There are two cases where the factory map will be lost. A naive user can reformat before encountering this advice. Reformatting again with better strategy might then recover better performance and a longer lifespan. Secondly, the directory of a flash store can fail catastrophically so that the choices are to stop using the store or to reformat it. The majority of users will not have flashbench available and will not have detailed knowledge of partition and filesystem structures. In such cases a simple algorithm for reformatting seems preferable to discarding the device or to reformatting blindly.
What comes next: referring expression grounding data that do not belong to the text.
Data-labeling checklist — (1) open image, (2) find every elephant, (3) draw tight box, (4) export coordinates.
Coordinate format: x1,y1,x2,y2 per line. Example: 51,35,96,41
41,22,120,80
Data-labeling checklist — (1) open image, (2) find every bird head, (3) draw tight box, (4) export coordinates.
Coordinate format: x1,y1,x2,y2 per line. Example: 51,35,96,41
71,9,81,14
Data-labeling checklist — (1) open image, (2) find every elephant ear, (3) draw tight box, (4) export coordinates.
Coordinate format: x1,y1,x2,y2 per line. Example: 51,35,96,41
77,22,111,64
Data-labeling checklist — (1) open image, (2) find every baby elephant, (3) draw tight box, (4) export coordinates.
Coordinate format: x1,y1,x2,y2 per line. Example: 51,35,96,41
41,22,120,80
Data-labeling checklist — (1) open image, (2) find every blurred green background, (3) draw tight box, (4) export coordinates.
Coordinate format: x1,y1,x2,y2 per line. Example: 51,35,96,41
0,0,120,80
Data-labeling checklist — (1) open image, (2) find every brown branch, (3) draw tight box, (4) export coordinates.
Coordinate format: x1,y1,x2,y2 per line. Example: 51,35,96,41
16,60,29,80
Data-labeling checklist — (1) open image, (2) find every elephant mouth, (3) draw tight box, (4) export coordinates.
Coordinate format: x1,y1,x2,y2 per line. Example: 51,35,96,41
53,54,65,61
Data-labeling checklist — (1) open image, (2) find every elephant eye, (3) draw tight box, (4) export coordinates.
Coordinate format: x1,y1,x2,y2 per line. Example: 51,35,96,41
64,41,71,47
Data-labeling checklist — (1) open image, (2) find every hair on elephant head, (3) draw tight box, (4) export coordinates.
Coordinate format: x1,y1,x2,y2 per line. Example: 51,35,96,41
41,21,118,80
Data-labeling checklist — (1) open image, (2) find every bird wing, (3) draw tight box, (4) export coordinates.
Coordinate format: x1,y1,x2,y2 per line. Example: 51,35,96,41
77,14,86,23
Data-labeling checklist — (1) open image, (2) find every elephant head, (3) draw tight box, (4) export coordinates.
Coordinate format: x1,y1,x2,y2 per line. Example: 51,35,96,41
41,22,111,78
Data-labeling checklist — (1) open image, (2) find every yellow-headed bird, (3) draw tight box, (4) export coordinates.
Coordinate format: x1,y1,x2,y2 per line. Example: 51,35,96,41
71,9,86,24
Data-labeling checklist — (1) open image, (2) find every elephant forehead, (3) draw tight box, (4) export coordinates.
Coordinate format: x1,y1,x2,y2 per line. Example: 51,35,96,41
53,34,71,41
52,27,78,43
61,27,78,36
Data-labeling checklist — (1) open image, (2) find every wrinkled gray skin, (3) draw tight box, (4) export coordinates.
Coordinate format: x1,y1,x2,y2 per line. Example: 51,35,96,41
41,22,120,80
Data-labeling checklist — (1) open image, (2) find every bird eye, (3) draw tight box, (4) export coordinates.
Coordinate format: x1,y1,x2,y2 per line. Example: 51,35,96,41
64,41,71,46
The article written by Arnd Bergmann provides a valuable background. https://lwn.net/Articles/428584/

Based upon the capacity of a store, these upper bounds on the size of "write page", "erase block" and "erase segment" are assumed. The table is from http://lists.laptop.org/pipermail/devel/2011-March/031505.html with additional information.

Capacity, MB Upper bound on size of write page, WPUB Upper bound on size of erase block, EBUB Upper bound on size of erase segment, ESUB
256 MB 1 KiB 64 KiB 64 KiB
512 MB 2 KiB 256 KiB 256 KiB
1 GB 4 KiB 512 KiB 512 KiB
2 GB 4 KiB 512 KiB 512 KiB
4 GB 8 KiB 1 MiB 2 MiB
8 GB 16 KiB 4 MiB 4 MiB
16 GB  ?? KiB  ?? MiB  ?? MiB
32 GB  ?? KiB  ?? MiB  ?? MiB
64 GB  ?? KiB  ?? MiB  ?? MiB
128 GB  ?? KiB  ?? MiB  ?? MiB

Locate your flash store in the preceeding table.

Partitioning for any filesystem.

  • Leave the first ESUB unallocated. The partition map and signature will be there.
  • Begin the first part at the second ESUB. Each part should be a whole number of ESUBs.

With a capacity of 512 MB for example, the first part should begin at 256 KiB. If fdisk refers to "logical sectors" of 512 bytes, the first part will begin at the 513th sector and will occupy n x 512 sectors, n being a whole number.

  • To maintain alignment of erase segment boundaries and partitions, each subsequent part should occupy a whole number of ESUBs.

Formatting a Partition for FAT.

  • To avoid splitting write pages in block writes, the filesystem logical sector should be a whole number x WPUB.

In the 512 MB CF for example, WPUB is 2 KiB. This command will make logical sectors of 2 KiB with 1 sector per cluster. The root directory is specified to contain 512 entries.

mkfs.vfat -F 16 -n MyPart -r 1536 -s 1 -S 2048 -v /dev/sdb1

FAT size, cluster size and root directory need more attention but I want to know whether the idea is workable.